After a weekend of fishing Narrabeen lakes and not many fish coming up yak side i decided to go for a drive in search of some good spots to launch the YAK yesterday and came across mooney mooney creek off the old Highway this is an awesome looking spot for a starting point to get up to the upper reaches .

I have not heard of anyone fishing these areas in the upper reaches of the creek before... Has anyone got any idea if its worth ago and what resident fish
i should target in this area. this spot looks the goods for flatties and maybe even Perch, if any one has any info on this area i would love to hear it as i'm planning to hit this area after work when daylight savings comes into play.

Regards

Rads

Born to Fish Force to work


----------



## amulloway (Jul 8, 2008)

Hi Rady
You are in with a definite shot at some EP's in the upper stretches, beneath the old Pacific Highway bridge I have had luck (all be it landbased, a much less impressive style of fishing) using live poddy mullet for flathead, some monster bream from the snags, and the occasional jewfish at the turn of the bigger tides. Lots of big stingrays up here if using bait, so be prepared for a good tow at speed. Very promising area that probably doesn't get the attention it warrants (GOOD!),
Happy fishing,
Ash


----------



## wilberforce (Jul 18, 2007)

thanks for that Ash you have got me really excited to get out there and explore the area.
i love fishing with the live poddies as well cause you know when something picks them up its usually something solid

sorry to be a bit greedy for info but does it fish best on the run out ????

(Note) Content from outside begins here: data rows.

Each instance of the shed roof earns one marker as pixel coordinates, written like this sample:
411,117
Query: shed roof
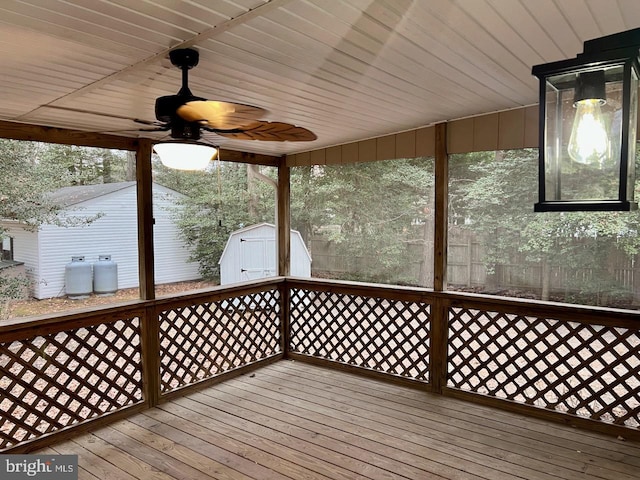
248,228
68,196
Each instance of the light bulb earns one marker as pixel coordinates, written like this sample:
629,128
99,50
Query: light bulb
185,156
589,143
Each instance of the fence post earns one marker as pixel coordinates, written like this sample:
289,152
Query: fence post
150,345
439,344
285,324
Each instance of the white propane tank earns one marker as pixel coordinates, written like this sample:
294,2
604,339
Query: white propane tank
105,276
78,278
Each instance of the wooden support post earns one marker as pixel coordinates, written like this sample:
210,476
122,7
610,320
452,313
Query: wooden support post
439,313
441,209
145,220
283,221
285,325
439,334
150,339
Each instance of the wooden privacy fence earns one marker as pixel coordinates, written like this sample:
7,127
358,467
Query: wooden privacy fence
80,370
467,269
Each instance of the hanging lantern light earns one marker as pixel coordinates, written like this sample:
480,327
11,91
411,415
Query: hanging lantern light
588,121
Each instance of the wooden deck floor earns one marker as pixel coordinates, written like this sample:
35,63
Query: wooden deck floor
295,421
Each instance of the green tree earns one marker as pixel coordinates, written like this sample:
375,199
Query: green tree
378,214
493,193
217,202
30,170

Thanks again Ash i am Now really looking forward to daylight savings bring on summer

regards

Rads


----------



## justcrusin (Oct 1, 2006)

Theres also bass up further but it usually requires a bit of a walk, caught soapie Jewies down there too. Nice part of the world.

Cheers Dave


----------



## YAKIN (Sep 10, 2009)

Hi Rady,
I have fished the lower parts of Mooney Mooney a fair bit in a boat and its a top flaty spot especially around the oyster leases but the tide can run pretty fast through here. The runout tide seems to fish pretty good but most of the fishing is done when the tide starts to slacken off as the fish move around abit more because it runs so hard.
I've also fished the mud flats and drop off beside the main channel next to the island in my yak. top spot to troll lures at high tide, i use a lure with a rattle in it as the water can be murky.
You've got me excited about getting out there again.
might see you on the water.
Yakin.


----------



## pavo (Jul 14, 2009)

MOONeY is a great place to fish. I grew up on the hawksbury river milsons pasage and done heaps of fishing moony mooney some big bream around the leases and i have caught some monster flattys in the main chanells. not to many boats get up there and you can always find a place out of the wind. theres a lot of water to explore. good luck have fun.


----------



## nimblefrog (Aug 3, 2009)

pavo said:


> MOONeY is a great place to fish. I grew up on the hawksbury river milsons pasage and done heaps of fishing moony mooney some big bream around the leases and i have caught some monster flattys in the main chanells. not to many boats get up there and you can always find a place out of the wind. theres a lot of water to explore. good luck have fun.


Darn and I had written the place off after reading and hearing couple of negative reports. It looks like an awesome place to fish, might make it my next trip.


----------